Hello, I have complex xls daily data tables from several years for example from 2000 to 2019 in a file. Unfortunately, the data tables have text above and below the data. Also, the name row, start row and end row are not same. However the variables name are the same as well as the structure of the table. I try a macro program by specing the name and start rows, but since all the tables don't have the same name et start row, and regarding the text above, I am looking for a solution to import all the tables at once with the text removed (at least the one above). I'm asking because it is a lot of tables to work on it one by one.
Below a copy of different tables (I'll post as a response) and a copy of my macro for tables with the same start and name row, I tested with the help from the SAS communities.

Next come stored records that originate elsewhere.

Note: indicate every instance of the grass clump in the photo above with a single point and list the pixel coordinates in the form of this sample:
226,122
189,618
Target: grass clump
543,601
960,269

Need your help, please.
options mprint;
%macro import(T01);
FILENAME REFFILE "Z:\tune\BAD\FAC\T01\&T01..xls";
proc import datafile=reffile dbms=xls out=%sysfunc(compress(&T01. , "- ")) replace;
sheet="XTH";
namerow=7;
startrow=10;
*Endrow=934 (the end rows are not the same for each table;
getnames=yes;
run;
%mend import;
%import (CalT_glob_2018-01-15);
%import (CalT_glob_2019-03-20);
/*etc.*/
run;
Get it to work for ONE table before trying to make a macro to generalize it.
Here is a working example.
I created an XLS file with junk at top and bottom and a 3 column table in the middle.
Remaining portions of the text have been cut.